The truth is that these are silly things to think, to be afraid of.  The only person that’s worried about it is me, and I suspect that it’s yet another facet of the grieving process.  I’m doing as well as I can with it.  They tell you that every person grieves differently, but you’ll never know how true that is until you yourself are grieving.  It is, unfortunately, the worst time to find out, and the only time you can.

I still cry a lot.  So do my parents.  My father will talk to me about it for hours in the middle of the night, but hardly talks to my mum about it at all.  I don’t say much when he opens up.  Dad just needs to say it out loud.  On the other hand, my mother and I have very powerful but very brief conversations about Luke, both of us taking turns listening.  The problem is that it is still shockingly, achingly painful.  When I talk to my mum or listen to my dad, it is like an ice-cold fist closing around my heart.  It is just as painful as those first few days.  My chest doesn’t work right, and my heart aches.  They don’t tell you that after two years, it will still feel this way.
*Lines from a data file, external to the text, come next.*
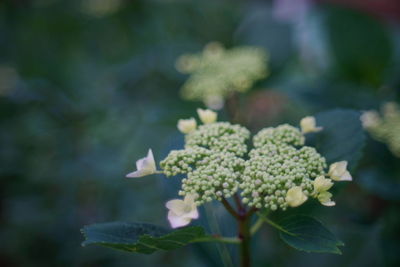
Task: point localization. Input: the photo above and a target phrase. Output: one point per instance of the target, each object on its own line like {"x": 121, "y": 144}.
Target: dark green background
{"x": 85, "y": 94}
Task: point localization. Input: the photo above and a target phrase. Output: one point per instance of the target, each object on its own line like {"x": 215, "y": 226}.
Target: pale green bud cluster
{"x": 184, "y": 161}
{"x": 219, "y": 137}
{"x": 217, "y": 165}
{"x": 283, "y": 134}
{"x": 385, "y": 127}
{"x": 216, "y": 72}
{"x": 210, "y": 160}
{"x": 217, "y": 177}
{"x": 275, "y": 168}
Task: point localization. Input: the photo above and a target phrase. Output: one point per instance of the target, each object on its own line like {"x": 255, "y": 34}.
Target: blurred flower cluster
{"x": 217, "y": 72}
{"x": 385, "y": 127}
{"x": 279, "y": 172}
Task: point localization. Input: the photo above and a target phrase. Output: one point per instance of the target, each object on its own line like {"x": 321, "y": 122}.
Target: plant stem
{"x": 229, "y": 208}
{"x": 245, "y": 237}
{"x": 256, "y": 226}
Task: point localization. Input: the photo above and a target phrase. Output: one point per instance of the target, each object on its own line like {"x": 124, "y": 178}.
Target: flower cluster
{"x": 277, "y": 173}
{"x": 385, "y": 127}
{"x": 211, "y": 160}
{"x": 216, "y": 72}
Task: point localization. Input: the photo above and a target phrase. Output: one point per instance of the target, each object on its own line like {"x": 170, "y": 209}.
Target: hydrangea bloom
{"x": 386, "y": 127}
{"x": 277, "y": 171}
{"x": 216, "y": 72}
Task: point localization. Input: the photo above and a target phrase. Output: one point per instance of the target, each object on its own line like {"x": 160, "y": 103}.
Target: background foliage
{"x": 86, "y": 86}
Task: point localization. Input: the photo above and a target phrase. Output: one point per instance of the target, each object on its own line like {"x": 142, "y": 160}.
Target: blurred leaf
{"x": 140, "y": 237}
{"x": 360, "y": 46}
{"x": 307, "y": 234}
{"x": 342, "y": 137}
{"x": 379, "y": 183}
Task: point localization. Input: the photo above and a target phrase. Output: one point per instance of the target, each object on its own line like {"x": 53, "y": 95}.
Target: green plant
{"x": 278, "y": 172}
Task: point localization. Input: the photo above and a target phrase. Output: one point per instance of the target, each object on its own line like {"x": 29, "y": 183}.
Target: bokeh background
{"x": 87, "y": 86}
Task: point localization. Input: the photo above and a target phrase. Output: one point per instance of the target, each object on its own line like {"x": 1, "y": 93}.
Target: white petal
{"x": 187, "y": 126}
{"x": 329, "y": 203}
{"x": 145, "y": 166}
{"x": 206, "y": 115}
{"x": 136, "y": 174}
{"x": 308, "y": 125}
{"x": 193, "y": 214}
{"x": 346, "y": 177}
{"x": 140, "y": 163}
{"x": 177, "y": 221}
{"x": 295, "y": 196}
{"x": 177, "y": 206}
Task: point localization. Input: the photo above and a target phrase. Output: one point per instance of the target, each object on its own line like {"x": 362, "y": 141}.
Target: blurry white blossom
{"x": 338, "y": 171}
{"x": 187, "y": 126}
{"x": 145, "y": 166}
{"x": 206, "y": 115}
{"x": 308, "y": 125}
{"x": 181, "y": 212}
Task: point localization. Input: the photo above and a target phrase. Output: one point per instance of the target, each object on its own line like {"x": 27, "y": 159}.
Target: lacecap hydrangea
{"x": 384, "y": 127}
{"x": 216, "y": 72}
{"x": 276, "y": 171}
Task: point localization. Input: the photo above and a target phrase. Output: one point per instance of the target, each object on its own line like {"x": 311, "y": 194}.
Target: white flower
{"x": 145, "y": 166}
{"x": 338, "y": 171}
{"x": 214, "y": 102}
{"x": 187, "y": 126}
{"x": 308, "y": 125}
{"x": 370, "y": 119}
{"x": 295, "y": 196}
{"x": 181, "y": 212}
{"x": 207, "y": 115}
{"x": 322, "y": 184}
{"x": 325, "y": 199}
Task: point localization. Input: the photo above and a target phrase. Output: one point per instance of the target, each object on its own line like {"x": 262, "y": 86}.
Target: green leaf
{"x": 141, "y": 237}
{"x": 367, "y": 51}
{"x": 342, "y": 137}
{"x": 307, "y": 234}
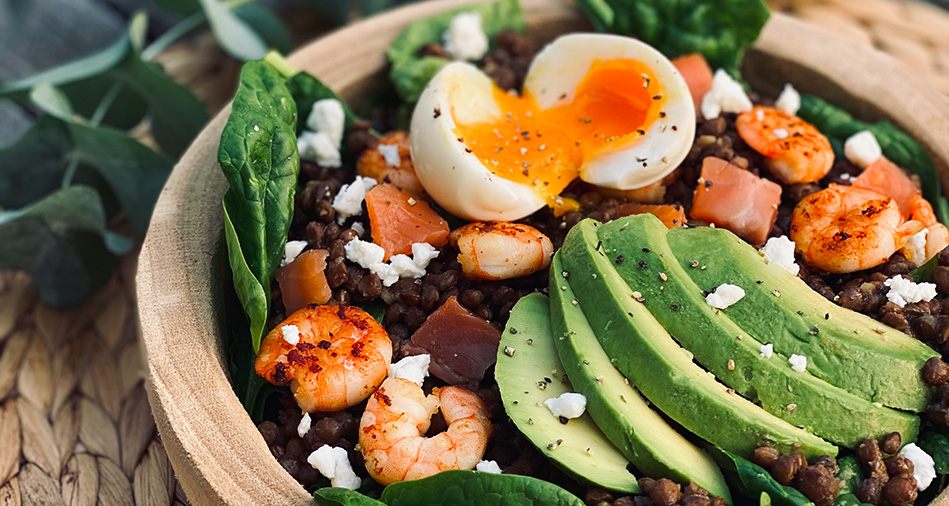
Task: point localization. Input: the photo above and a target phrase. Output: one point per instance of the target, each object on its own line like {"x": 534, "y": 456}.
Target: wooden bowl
{"x": 217, "y": 453}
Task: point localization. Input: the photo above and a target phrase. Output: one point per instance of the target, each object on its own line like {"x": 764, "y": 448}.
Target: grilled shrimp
{"x": 795, "y": 151}
{"x": 333, "y": 357}
{"x": 845, "y": 229}
{"x": 392, "y": 431}
{"x": 500, "y": 250}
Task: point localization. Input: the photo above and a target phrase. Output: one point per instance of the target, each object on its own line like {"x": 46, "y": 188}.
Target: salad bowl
{"x": 183, "y": 279}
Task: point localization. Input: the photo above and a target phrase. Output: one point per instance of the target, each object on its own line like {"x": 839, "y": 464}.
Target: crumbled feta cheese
{"x": 924, "y": 468}
{"x": 465, "y": 39}
{"x": 903, "y": 291}
{"x": 327, "y": 116}
{"x": 568, "y": 405}
{"x": 319, "y": 148}
{"x": 780, "y": 251}
{"x": 726, "y": 95}
{"x": 798, "y": 362}
{"x": 291, "y": 334}
{"x": 391, "y": 154}
{"x": 862, "y": 148}
{"x": 488, "y": 466}
{"x": 915, "y": 248}
{"x": 333, "y": 462}
{"x": 413, "y": 368}
{"x": 789, "y": 100}
{"x": 364, "y": 253}
{"x": 348, "y": 202}
{"x": 304, "y": 426}
{"x": 291, "y": 251}
{"x": 724, "y": 296}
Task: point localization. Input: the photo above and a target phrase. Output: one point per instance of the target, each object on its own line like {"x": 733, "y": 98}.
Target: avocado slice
{"x": 733, "y": 353}
{"x": 618, "y": 408}
{"x": 662, "y": 370}
{"x": 843, "y": 347}
{"x": 527, "y": 359}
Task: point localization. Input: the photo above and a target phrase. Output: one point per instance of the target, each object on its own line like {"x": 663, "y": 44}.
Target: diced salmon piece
{"x": 462, "y": 345}
{"x": 884, "y": 176}
{"x": 303, "y": 282}
{"x": 398, "y": 219}
{"x": 670, "y": 215}
{"x": 737, "y": 200}
{"x": 697, "y": 75}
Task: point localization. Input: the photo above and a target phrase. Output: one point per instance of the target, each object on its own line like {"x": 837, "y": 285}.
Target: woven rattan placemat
{"x": 75, "y": 426}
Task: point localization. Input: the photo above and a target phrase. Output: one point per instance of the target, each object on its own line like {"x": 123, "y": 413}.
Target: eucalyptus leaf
{"x": 232, "y": 33}
{"x": 59, "y": 242}
{"x": 411, "y": 72}
{"x": 451, "y": 488}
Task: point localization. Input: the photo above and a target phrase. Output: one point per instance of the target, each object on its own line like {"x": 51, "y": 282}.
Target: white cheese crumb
{"x": 568, "y": 405}
{"x": 319, "y": 148}
{"x": 327, "y": 116}
{"x": 333, "y": 462}
{"x": 348, "y": 202}
{"x": 488, "y": 466}
{"x": 413, "y": 368}
{"x": 291, "y": 334}
{"x": 798, "y": 362}
{"x": 724, "y": 296}
{"x": 789, "y": 100}
{"x": 304, "y": 426}
{"x": 780, "y": 251}
{"x": 903, "y": 291}
{"x": 465, "y": 38}
{"x": 293, "y": 249}
{"x": 391, "y": 154}
{"x": 924, "y": 469}
{"x": 862, "y": 148}
{"x": 726, "y": 95}
{"x": 915, "y": 248}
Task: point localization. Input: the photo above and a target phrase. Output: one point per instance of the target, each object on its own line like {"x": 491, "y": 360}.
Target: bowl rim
{"x": 179, "y": 281}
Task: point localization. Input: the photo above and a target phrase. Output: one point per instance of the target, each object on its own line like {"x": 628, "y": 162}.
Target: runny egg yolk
{"x": 613, "y": 106}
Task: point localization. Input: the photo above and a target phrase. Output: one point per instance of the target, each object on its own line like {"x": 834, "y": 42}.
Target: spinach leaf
{"x": 334, "y": 496}
{"x": 720, "y": 30}
{"x": 450, "y": 488}
{"x": 63, "y": 243}
{"x": 751, "y": 480}
{"x": 936, "y": 444}
{"x": 258, "y": 154}
{"x": 837, "y": 124}
{"x": 411, "y": 72}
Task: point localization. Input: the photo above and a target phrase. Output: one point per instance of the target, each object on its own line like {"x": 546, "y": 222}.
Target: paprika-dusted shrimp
{"x": 392, "y": 431}
{"x": 844, "y": 228}
{"x": 333, "y": 357}
{"x": 794, "y": 151}
{"x": 500, "y": 250}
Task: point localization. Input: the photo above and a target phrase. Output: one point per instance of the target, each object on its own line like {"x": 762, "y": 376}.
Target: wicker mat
{"x": 75, "y": 426}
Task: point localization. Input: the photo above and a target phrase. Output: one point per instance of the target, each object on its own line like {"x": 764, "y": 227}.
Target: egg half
{"x": 608, "y": 109}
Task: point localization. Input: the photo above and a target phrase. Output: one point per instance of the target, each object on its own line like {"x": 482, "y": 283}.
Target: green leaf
{"x": 751, "y": 480}
{"x": 451, "y": 488}
{"x": 59, "y": 242}
{"x": 334, "y": 496}
{"x": 837, "y": 124}
{"x": 936, "y": 444}
{"x": 258, "y": 154}
{"x": 720, "y": 30}
{"x": 409, "y": 82}
{"x": 234, "y": 35}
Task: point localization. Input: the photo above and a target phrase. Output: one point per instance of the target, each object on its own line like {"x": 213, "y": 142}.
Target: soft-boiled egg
{"x": 608, "y": 109}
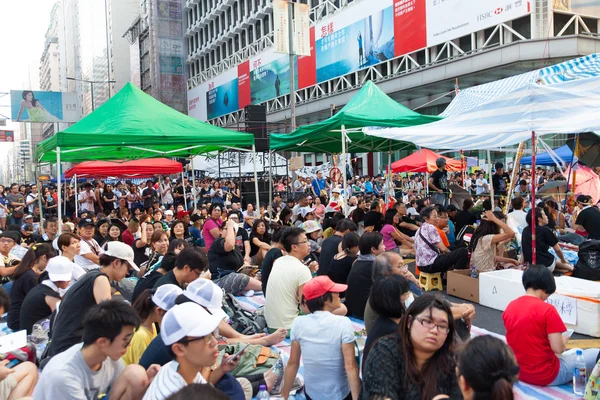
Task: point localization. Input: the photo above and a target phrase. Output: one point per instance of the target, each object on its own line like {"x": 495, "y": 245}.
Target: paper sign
{"x": 566, "y": 307}
{"x": 13, "y": 341}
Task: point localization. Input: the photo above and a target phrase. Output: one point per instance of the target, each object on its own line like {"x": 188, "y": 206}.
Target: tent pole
{"x": 76, "y": 198}
{"x": 344, "y": 158}
{"x": 58, "y": 179}
{"x": 183, "y": 186}
{"x": 255, "y": 178}
{"x": 533, "y": 216}
{"x": 490, "y": 183}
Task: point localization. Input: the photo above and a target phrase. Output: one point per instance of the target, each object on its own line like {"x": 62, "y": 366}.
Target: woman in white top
{"x": 326, "y": 343}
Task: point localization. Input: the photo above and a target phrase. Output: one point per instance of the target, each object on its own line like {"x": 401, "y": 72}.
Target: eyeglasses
{"x": 207, "y": 338}
{"x": 429, "y": 324}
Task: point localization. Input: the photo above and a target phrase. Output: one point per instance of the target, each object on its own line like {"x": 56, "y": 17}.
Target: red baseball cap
{"x": 320, "y": 285}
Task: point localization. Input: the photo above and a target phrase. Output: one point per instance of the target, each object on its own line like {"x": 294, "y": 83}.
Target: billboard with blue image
{"x": 369, "y": 41}
{"x": 222, "y": 99}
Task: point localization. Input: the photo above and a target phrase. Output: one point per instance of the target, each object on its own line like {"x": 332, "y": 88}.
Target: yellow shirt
{"x": 139, "y": 342}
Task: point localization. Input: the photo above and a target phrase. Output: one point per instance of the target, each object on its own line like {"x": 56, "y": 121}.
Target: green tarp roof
{"x": 132, "y": 125}
{"x": 369, "y": 107}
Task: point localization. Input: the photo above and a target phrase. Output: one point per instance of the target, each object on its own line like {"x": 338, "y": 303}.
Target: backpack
{"x": 242, "y": 320}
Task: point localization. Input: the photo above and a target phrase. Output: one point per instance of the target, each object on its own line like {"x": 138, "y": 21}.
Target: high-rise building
{"x": 157, "y": 51}
{"x": 415, "y": 50}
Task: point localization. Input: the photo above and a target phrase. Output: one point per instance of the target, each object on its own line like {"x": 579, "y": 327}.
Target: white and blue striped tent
{"x": 579, "y": 68}
{"x": 567, "y": 107}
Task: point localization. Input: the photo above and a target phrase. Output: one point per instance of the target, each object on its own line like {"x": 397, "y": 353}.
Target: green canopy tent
{"x": 342, "y": 133}
{"x": 134, "y": 125}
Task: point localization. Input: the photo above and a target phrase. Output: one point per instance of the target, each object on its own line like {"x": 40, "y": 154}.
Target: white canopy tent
{"x": 509, "y": 119}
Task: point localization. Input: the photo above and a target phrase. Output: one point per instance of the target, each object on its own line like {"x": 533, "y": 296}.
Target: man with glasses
{"x": 286, "y": 280}
{"x": 92, "y": 288}
{"x": 189, "y": 331}
{"x": 94, "y": 369}
{"x": 189, "y": 266}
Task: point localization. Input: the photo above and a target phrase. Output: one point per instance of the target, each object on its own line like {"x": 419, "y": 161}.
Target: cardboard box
{"x": 460, "y": 284}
But then again, after a year has passed, a lot of people don’t talk about grief.  It’s awkward — the friends who are not grieving do not want to inadvertantly cause pain or bring up solemn memories.  And the grievers, the people like me, don’t know if they want to tell all the stories they can remember or just muscle on silently, hording their memories.  Or at least, that’s how I feel.  I’m not sure how much, how often, or if I should share Luke with anyone.

The years don’t make telling people who don’t know any easier, either.  In fact, in my case, getting the words out is almost harder.  And how do you say it?  Quickly, a burst of the truth, not to be dwelt upon?  Solemnly?  With the immediate assurance that you are glad you had the time that you did?  I always immediately want to tell people it’s okay when they apologize for not knowing.  But the thing is, it’s not okay.  It will never be okay again.  He was 22 years old.  There is nothing okay about death.  It might be natural, and of course none of us will get out alive, but it’s not okay.

I have, and am eternally grateful for, found a man that understands what I’m going through.  My boyfriend Mike lost his mother as a boy, and knows that sometimes if I get quiet, or if I silently insist on a hug, that I am missing my baby brother.  How could I not miss him?  Luke loved life and people like no one else I ever met, and his loss is still a giant hole in my chest.

Mike knows.  He doesn’t try to talk about how Luke is still with us, somehow, or that he’s watching over me.  Instead, Mike carefully pulls me to his chest, and tells me it’s okay to still be grieving.

And if someone is reading this and is also grieving, I don’t care how long it’s been: a day, a month, or fifteen years.  It’s okay to still be grieving.  It’s something I’m still trying to learn myself, but it needs to be said and said again.